To help you avoid creating several instances of a single policy, Kaspersky Security Center Cloud Console enables you to create policy profiles. Policy profiles are necessary if you want devices within a single administration group to run under different policy settings.
A policy profile is a named subset of policy settings. This subset is distributed on target devices together with the policy, supplementing it under a specific condition called the profile activation condition. Profiles only contain settings that differ from the "basic" policy, which is active on the managed device. Activation of a profile modifies the settings of the "basic" policy that were initially active on the device. The modified settings take values that have been specified in the profile.
How local application settings relate to policies
You can use policies to set identical values of the application settings for all devices in a group.

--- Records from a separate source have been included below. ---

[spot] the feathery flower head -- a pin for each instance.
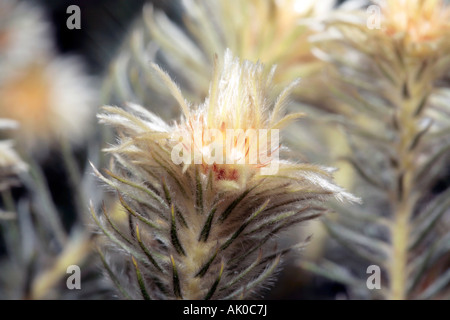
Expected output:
(204, 230)
(419, 27)
(270, 31)
(418, 20)
(49, 100)
(24, 35)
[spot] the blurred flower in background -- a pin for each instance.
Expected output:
(51, 97)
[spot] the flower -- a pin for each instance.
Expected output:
(206, 229)
(50, 100)
(25, 36)
(419, 22)
(270, 31)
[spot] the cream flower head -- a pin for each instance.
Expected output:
(203, 229)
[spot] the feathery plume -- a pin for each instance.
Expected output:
(198, 226)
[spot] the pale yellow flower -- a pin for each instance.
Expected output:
(206, 230)
(50, 100)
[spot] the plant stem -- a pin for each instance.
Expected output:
(404, 199)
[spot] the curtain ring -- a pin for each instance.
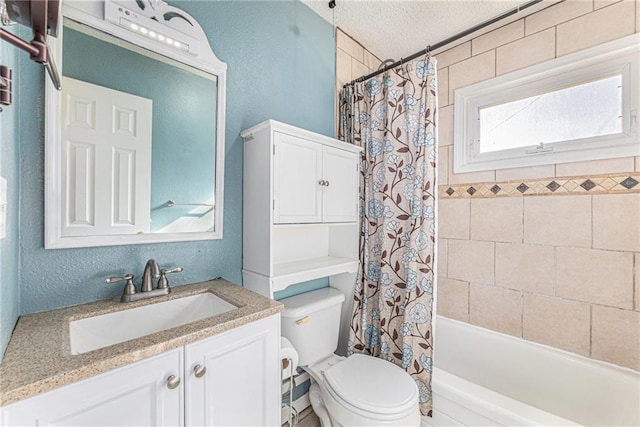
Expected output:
(427, 56)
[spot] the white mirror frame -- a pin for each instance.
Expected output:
(91, 13)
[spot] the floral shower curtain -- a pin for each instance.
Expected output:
(393, 118)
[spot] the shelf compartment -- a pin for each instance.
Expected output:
(301, 271)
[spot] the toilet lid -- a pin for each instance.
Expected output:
(373, 385)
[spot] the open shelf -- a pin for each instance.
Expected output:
(289, 273)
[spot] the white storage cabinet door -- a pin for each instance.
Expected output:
(340, 173)
(297, 170)
(134, 395)
(241, 385)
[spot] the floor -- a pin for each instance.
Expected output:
(306, 418)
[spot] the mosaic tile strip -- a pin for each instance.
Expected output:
(595, 184)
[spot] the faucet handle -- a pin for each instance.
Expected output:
(129, 287)
(162, 281)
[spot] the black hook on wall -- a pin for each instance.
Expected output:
(5, 85)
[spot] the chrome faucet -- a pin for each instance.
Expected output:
(151, 271)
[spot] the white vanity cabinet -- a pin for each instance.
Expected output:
(135, 394)
(239, 386)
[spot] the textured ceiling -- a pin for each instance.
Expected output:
(398, 28)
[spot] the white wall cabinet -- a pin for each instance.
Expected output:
(241, 386)
(313, 182)
(301, 212)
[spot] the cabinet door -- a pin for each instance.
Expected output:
(340, 170)
(134, 395)
(297, 172)
(241, 385)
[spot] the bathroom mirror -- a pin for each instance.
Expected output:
(135, 139)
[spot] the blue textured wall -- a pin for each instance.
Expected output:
(9, 161)
(280, 58)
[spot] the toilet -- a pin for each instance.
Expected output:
(358, 390)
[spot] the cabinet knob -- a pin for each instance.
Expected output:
(173, 382)
(199, 371)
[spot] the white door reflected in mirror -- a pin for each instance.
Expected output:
(135, 141)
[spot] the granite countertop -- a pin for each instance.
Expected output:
(38, 357)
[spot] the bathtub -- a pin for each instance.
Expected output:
(483, 377)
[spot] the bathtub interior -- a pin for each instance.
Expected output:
(568, 385)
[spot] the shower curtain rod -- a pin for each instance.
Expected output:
(447, 41)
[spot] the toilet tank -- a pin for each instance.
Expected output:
(311, 321)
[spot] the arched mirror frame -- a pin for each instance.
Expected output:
(92, 13)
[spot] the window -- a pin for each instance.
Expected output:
(583, 106)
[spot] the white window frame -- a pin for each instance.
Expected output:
(620, 56)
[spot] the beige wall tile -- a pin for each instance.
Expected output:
(496, 309)
(499, 37)
(343, 68)
(443, 166)
(472, 70)
(616, 222)
(556, 322)
(453, 299)
(470, 177)
(453, 218)
(595, 167)
(525, 52)
(556, 14)
(601, 26)
(616, 336)
(443, 87)
(600, 277)
(497, 219)
(346, 43)
(442, 257)
(531, 268)
(637, 282)
(530, 172)
(558, 220)
(453, 55)
(371, 61)
(445, 126)
(598, 4)
(470, 261)
(358, 69)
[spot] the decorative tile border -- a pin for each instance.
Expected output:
(595, 184)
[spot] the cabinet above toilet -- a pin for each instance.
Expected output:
(300, 213)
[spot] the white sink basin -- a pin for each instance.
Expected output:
(97, 332)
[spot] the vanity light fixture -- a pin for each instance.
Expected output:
(154, 35)
(150, 28)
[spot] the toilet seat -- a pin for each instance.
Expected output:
(371, 387)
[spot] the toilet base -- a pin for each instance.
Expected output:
(332, 414)
(315, 396)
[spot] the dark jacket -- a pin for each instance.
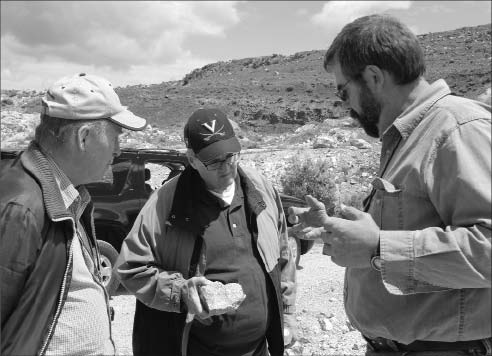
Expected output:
(36, 232)
(164, 248)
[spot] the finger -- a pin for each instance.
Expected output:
(189, 317)
(298, 229)
(201, 281)
(314, 233)
(326, 237)
(327, 250)
(314, 203)
(351, 213)
(196, 305)
(296, 211)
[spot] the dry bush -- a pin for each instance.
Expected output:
(303, 176)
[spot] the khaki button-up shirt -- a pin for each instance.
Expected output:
(432, 201)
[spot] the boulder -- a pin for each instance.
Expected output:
(220, 298)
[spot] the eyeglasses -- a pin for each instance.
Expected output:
(342, 92)
(230, 159)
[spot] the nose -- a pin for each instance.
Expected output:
(117, 150)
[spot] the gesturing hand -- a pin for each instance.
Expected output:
(315, 215)
(351, 240)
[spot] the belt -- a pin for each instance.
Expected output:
(480, 347)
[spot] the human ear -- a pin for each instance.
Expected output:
(82, 137)
(374, 77)
(191, 159)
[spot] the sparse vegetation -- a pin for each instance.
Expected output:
(315, 177)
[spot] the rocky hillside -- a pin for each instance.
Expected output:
(277, 94)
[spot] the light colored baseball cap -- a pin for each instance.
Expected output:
(88, 97)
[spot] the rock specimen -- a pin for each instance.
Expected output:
(220, 298)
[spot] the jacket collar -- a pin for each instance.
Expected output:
(190, 186)
(37, 164)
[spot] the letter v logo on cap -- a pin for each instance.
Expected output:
(211, 128)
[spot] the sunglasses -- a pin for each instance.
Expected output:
(342, 92)
(230, 159)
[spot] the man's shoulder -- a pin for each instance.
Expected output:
(18, 188)
(460, 110)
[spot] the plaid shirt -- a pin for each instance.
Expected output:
(84, 326)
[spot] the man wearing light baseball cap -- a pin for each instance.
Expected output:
(217, 221)
(53, 300)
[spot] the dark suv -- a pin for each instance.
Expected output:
(125, 188)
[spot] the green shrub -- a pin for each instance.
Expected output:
(303, 176)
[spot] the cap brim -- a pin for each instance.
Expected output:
(218, 148)
(129, 121)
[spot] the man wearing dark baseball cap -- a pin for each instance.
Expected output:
(53, 300)
(217, 221)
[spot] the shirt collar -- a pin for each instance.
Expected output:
(68, 192)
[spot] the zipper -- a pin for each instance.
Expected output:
(97, 277)
(60, 299)
(98, 281)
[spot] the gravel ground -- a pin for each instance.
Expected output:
(322, 325)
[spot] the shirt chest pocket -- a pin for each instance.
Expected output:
(386, 205)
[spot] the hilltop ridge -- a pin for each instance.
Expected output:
(276, 94)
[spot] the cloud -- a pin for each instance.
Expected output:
(336, 14)
(115, 35)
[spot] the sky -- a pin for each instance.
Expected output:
(140, 42)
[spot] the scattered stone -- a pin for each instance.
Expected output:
(325, 324)
(360, 143)
(221, 298)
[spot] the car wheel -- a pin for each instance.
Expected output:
(108, 259)
(295, 247)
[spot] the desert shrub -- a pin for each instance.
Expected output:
(7, 101)
(354, 199)
(315, 177)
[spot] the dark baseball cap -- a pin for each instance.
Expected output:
(209, 134)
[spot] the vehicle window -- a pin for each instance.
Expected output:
(158, 172)
(113, 181)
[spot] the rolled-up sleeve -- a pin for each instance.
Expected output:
(457, 254)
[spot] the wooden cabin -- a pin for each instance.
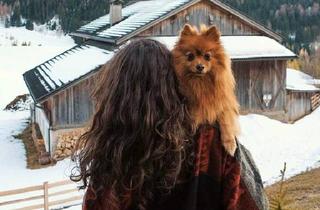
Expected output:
(60, 87)
(302, 95)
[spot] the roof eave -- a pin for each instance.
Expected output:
(247, 19)
(27, 84)
(264, 58)
(143, 28)
(71, 83)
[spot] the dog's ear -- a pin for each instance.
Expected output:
(213, 33)
(187, 30)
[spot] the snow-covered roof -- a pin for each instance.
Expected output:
(64, 68)
(299, 81)
(79, 61)
(146, 13)
(244, 47)
(134, 16)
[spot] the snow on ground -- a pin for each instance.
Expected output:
(15, 60)
(13, 160)
(272, 143)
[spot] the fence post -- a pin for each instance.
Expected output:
(45, 193)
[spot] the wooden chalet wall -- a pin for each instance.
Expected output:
(202, 13)
(72, 107)
(298, 104)
(256, 78)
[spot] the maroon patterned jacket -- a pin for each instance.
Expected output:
(220, 182)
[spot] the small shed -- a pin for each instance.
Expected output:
(302, 95)
(60, 93)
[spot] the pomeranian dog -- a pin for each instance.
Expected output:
(206, 80)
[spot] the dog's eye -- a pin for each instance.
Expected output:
(190, 56)
(207, 56)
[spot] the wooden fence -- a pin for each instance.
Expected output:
(41, 196)
(315, 101)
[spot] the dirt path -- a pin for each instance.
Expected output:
(302, 191)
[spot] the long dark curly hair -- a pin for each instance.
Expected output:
(138, 143)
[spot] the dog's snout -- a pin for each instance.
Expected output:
(199, 67)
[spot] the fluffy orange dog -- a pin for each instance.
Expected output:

The values of the settings that a policy specifies can be redefined for individual devices in a group by using local application settings. You can set only the values of settings that the policy allows to be modified, that is, the unlocked settings.
The value of a setting that the application uses on a client device is defined by the lock position (
) for that setting in the policy:
- If a setting modification is locked, the same value (defined in the policy) is used on all client devices.
- If a setting modification is unlocked, the application uses a local setting value on each client device instead of the value specified in the policy. The setting can then be changed in the local application settings.
This means that, when a task is run on a client device, the application applies settings that have been defined in two different ways:
- By task settings and local application settings, if the setting is not locked against changes in the policy.
- By the group policy, if the setting is locked against changes.
Local application settings are changed after the policy is first applied in accordance with the policy settings.